Champlain Islands
Vermont's West Coast

By Nancy and Richard Woodworth

Its promoters call this area Vermont’s West Coast, an appellation that’s appropriate. Viewed from Interstate 87 above St. Albans, deep green islands, large and small, fill the expanse of Lake Champlain beneath a backdrop of towering peaks as far as the eye can see. Every time we pass this breathtaking vista it reminds us of a similar panorama of the San Juan Islands, viewed from Interstate 5 above Washington’s Puget Sound.

They call Lake Champlain the inland sea, which is not all that far-fetched. After the Great Lakes, it’s America’s sixth largest freshwater lake, its cool, crystal-clear waters compressed between the Adirondacks to the west and the Green Mountains to the east. But for the presence of mountains and the lack of tidal ups and downs, you could close your eyes and imagine yourself near the ocean in Maine’s Casco Bay or Nova Scotia’s Mahone Bay.

Given the "West Coast" and "inland sea" attributes, it’s amazing how undiscovered – and unspoiled – the Champlain Islands are. Although barely fifteen minutes north of Burlington, Vermont’s largest city, and an hour’s drive south of Montreal, the islands convey a sense of isolation.
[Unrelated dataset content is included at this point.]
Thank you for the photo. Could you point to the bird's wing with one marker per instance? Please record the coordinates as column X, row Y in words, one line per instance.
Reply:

This 30-mile stretch of rural retreat in the middle of the Northeast’s largest lake is something of a never-never land near the international border, too distant for most Americans and another country for Canadians. It has been spared the onslaught that tarnishes similar waterways within development distance of three million people. Grand Isle County, Vermont’s smallest, claims a year-round population of 5,000, tourist accommodations built years ago, summer cottages and campgrounds, rolling farmlands and apple orchards, abundant shoreline, and not much else.
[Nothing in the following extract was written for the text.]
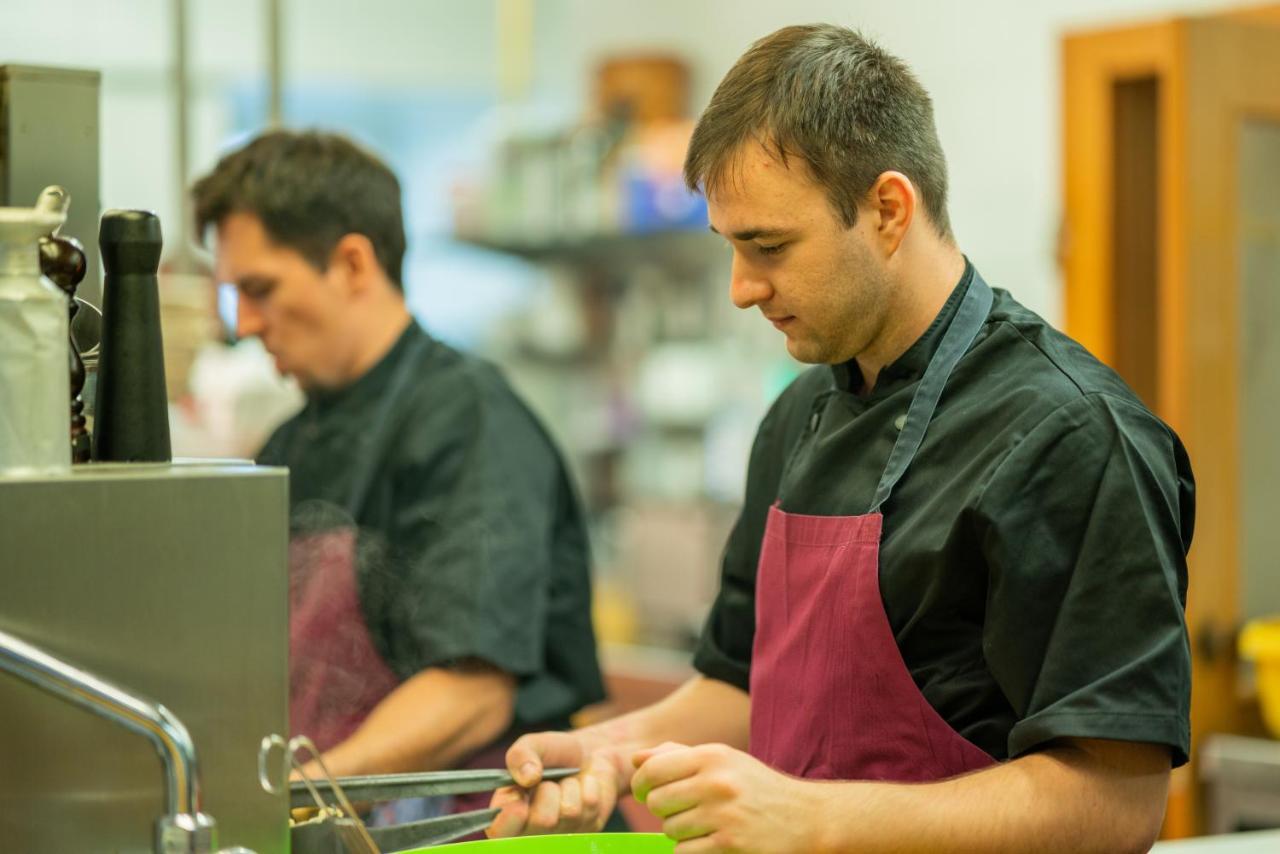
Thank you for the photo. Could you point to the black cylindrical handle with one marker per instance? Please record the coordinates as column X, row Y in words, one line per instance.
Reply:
column 131, row 420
U.S. Route 2 is the main road through the islands, from South Hero through Grand Isle, North Hero and Alburg. The islands, incidentally, were part of a charter granted in 1779 to Ethan Allen, Ira Allen and others of the Green Mountain Boys. The grant was given the name Two Heroes, referring to the Allens, and some people still refer to the area as "The Heroes."
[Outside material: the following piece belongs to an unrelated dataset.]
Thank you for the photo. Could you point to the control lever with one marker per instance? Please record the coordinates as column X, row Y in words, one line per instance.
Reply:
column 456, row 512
These little-known islands are replete with history and their own identity, as attested by the 470-page history of the Town of Isle La Motte, one of the more remote islands. "There is a certain indefinable spell about it," wrote author Allen L. Stratton. "It is a quietness, a sense of peace."

The islands are long and narrow, never more than five miles wide and sometimes, as at the portage point the Indians named Carrying Place, only as wide as the road separating lake from bay. They’re connected by causeways, bridges and a sense of both peace and place.